On the other hand, the polymer may be at least one selected from the group consisting of ethylene norbornene copolymer, polymethylenepentene, polycarbon terephthalate and polyphenylene sulfide, or the ethylene norbornene copolymer, polymethylenepentene, polycarbon tere At least one selected from the group consisting of phthalates and polyphenylene sulfides It is possible to use a mixture in a weight ratio of 1: 9 to 5: 5, and when such a material is made of a heat insulating film with a predetermined thickness, the thermal conductivity is low, so that the thermal permeability of the window can be lowered and condensation resistance can be secured. The weight ratio is to secure adhesiveness and dimensional stability in addition to securing insulation / heat shielding, if less than 1: 9, the dimensional stability can be reduced due to the seasonal climate after construction, on the contrary 5: 5 If exceeded, there may be a problem of delamination during or after the insulation film manufacturing process.

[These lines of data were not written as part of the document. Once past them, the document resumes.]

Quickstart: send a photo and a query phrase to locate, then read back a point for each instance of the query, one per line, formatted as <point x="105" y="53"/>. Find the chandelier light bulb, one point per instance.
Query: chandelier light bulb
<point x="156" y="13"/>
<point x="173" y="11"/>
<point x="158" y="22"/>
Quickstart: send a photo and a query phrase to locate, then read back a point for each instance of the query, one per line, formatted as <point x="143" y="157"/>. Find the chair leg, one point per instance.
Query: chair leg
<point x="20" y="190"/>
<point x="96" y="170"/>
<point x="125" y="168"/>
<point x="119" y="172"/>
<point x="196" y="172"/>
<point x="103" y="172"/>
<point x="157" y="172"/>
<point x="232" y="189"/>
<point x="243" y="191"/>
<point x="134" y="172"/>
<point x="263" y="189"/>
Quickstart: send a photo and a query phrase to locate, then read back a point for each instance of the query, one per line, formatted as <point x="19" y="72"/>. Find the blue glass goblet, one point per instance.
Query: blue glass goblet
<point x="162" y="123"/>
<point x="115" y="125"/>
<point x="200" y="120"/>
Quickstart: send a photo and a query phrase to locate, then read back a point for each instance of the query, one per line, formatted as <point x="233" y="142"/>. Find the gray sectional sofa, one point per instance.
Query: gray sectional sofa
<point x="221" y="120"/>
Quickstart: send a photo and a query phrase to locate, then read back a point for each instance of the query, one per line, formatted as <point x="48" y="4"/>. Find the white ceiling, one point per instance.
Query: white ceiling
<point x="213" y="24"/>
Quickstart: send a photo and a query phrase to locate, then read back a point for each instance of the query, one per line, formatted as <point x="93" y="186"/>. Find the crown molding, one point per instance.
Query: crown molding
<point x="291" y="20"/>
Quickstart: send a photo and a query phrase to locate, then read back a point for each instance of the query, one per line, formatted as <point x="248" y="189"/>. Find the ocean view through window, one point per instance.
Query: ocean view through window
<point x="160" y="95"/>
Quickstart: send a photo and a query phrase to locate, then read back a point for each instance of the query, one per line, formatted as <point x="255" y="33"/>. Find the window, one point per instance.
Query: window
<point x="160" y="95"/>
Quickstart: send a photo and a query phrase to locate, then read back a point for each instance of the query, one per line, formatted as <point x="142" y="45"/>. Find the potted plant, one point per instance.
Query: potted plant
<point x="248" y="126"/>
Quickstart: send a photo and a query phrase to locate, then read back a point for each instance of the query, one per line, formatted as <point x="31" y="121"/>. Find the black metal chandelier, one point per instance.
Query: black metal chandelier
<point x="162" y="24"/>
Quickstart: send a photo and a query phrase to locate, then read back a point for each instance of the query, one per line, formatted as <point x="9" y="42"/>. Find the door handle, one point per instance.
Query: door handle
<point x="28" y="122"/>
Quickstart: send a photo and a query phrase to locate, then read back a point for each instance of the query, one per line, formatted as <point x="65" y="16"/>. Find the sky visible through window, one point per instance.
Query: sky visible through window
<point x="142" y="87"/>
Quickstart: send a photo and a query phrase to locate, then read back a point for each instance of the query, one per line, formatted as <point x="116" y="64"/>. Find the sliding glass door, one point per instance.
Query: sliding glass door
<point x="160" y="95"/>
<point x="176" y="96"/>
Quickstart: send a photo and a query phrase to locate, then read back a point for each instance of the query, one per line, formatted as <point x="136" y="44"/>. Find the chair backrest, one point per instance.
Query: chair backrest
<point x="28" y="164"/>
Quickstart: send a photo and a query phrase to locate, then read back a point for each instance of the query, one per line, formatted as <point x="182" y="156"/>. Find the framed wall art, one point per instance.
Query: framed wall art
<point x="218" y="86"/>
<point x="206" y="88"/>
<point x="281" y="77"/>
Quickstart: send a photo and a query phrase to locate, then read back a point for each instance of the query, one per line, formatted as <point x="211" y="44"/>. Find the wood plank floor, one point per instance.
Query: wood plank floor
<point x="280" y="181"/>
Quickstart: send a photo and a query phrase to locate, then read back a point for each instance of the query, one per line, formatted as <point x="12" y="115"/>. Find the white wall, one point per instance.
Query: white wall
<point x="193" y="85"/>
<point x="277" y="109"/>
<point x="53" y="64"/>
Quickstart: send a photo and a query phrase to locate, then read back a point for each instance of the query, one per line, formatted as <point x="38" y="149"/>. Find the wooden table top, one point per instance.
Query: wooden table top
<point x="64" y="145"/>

On the other hand, a functional composite layer made of a modified polyolefin resin, an unstretched polypropylene resin, an ethylene propylene copolymer, an ethylene propylene eotactic block copolymer or an ethylene propylene syndiotactic block copolymer on at least one surface of the insulating film and the frame. It may be further provided, the functional composite layer not only serves to prevent the thermal insulation film 140 is damaged when the window frame portion 130 is inserted, and increases the blocking heat effect.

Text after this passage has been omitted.